The second time, he'd found her, collapsed by the riverbank. Had she been injured? Like a puppet with strings cut, when the doll fell to the ground she became no more than a heap of limbs, lifeless, as she'd been tonight. When he'd found her by the water, she'd fallen down in the midst of sorrow. She'd appeared to be in pain.

That time, she'd first spoken to him with words.

Are...you...afraid...

Of me?

What a strange thing to ask. Did she want him to be afraid?

Sometimes he did fear her, for what she might do to his home and to Shy. Regardless of her heat in his arms and the way she moved for him, or the way her soft, voiceless affection endeared him, she remained something alien, supernatural. She wasn't really a woman, but a strange, dark force.

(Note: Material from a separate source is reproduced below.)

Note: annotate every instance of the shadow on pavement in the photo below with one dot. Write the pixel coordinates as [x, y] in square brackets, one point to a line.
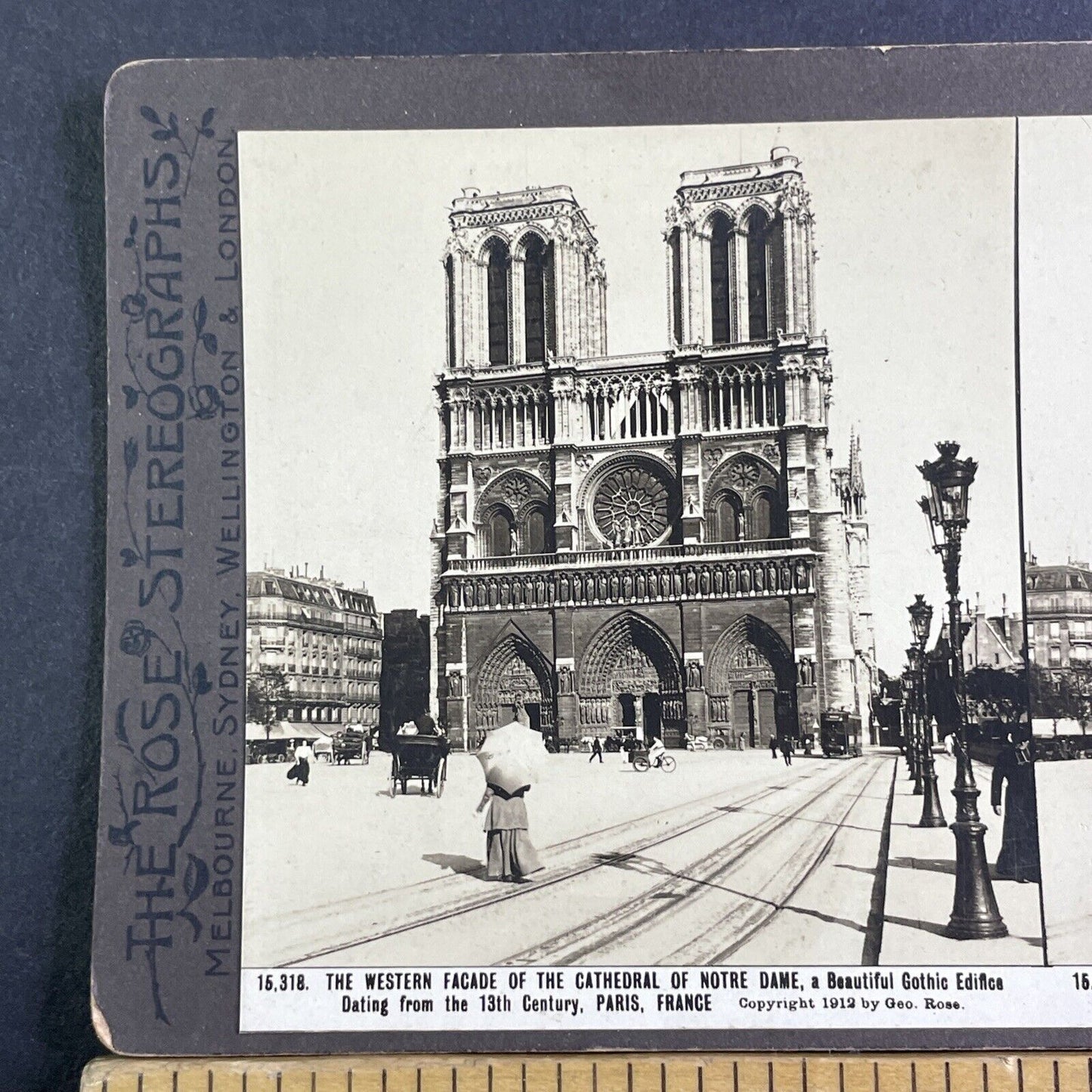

Other times, he cared for nothing but her touch, her softness, the feel of her willing body meeting his. Sometimes, he imagined he could almost touch a small, glimmering—maybe guttering—soul inside her hard, fragile porcelain.

He
had begun the seduction the day by the river. She had received him, because...because he had been kind to her, perhaps?

First, an act of giving. Second, an act of thanks.

Both times...
connection.

What connection did she seek with his daughter, though? She appeared drawn to the girl, and yet in close proximity she shied away, fearful. Fearful of a twelve-year-old wisp of a thing, who could never possibly have matched the strength he'd wrestled with in his apparition tonight.

So what made her so afraid?

He pondered the doll for hours into the morning. At times he believed he'd stuck himself in time again, the darkness of the night extending on long past when it should have receded. It gave him the luxury of pensive reflection. As a result, he had no idea how close it might be to sunrise when he finally resolved to move Shyla off his lap, quietly stand, and go out into the graveyard alone.

He made his way directly to Maya's ring. Without the great angelic statue it all appeared so bare—scalped, almost. Empty. No one waited for him there, no doll, no vision of his daughter. The last wisps of ground mist crept along, but he could sense them retreating, settling into dew on the grass.

"I...I think I understand it, now."

His voice fell like a solid weight in the world of quiet night-wind and slowly shifting darkness. It emphasized the abandoned silence of the cemetery; the absence of the angel who had been its motherly guardian. His own meager presence in the shadow of its wide reach.

"You're..."

He swallowed, his throat tight.

"You're her true mother, aren't you?"

When no answer came—and he hadn't expected one anyway—Conall moved from gravestone to gravestone, peering at them as if one might hold the answer, as if he hadn't worked in this graveyard for over a decade and didn't already remember each headstone by heart. As if one of them might be hers...even though none of them were.

"You're the one who left her here under Maya's rock," he said. He was undaunted by the silence.

Who had she really been? Shyla's mother...a peasant? A refugee? What did her ghost say to him? Ribbons and grace, movements as smooth as silk or as awkward and jaunty as a puppet on strings.

"A dancer," he breathed. Pausing at one of the headstones, he stared sightlessly at the engraved name and dates. What
would
her headstone say? What had been her name?

"Something happened to you. You wouldn't have left her here if you hadn't been afraid. You're afraid now, I can sense it. And...I think...you're afraid for her, aren't you?"

He lay fingers on the cold, uneven roughness of the tombstone.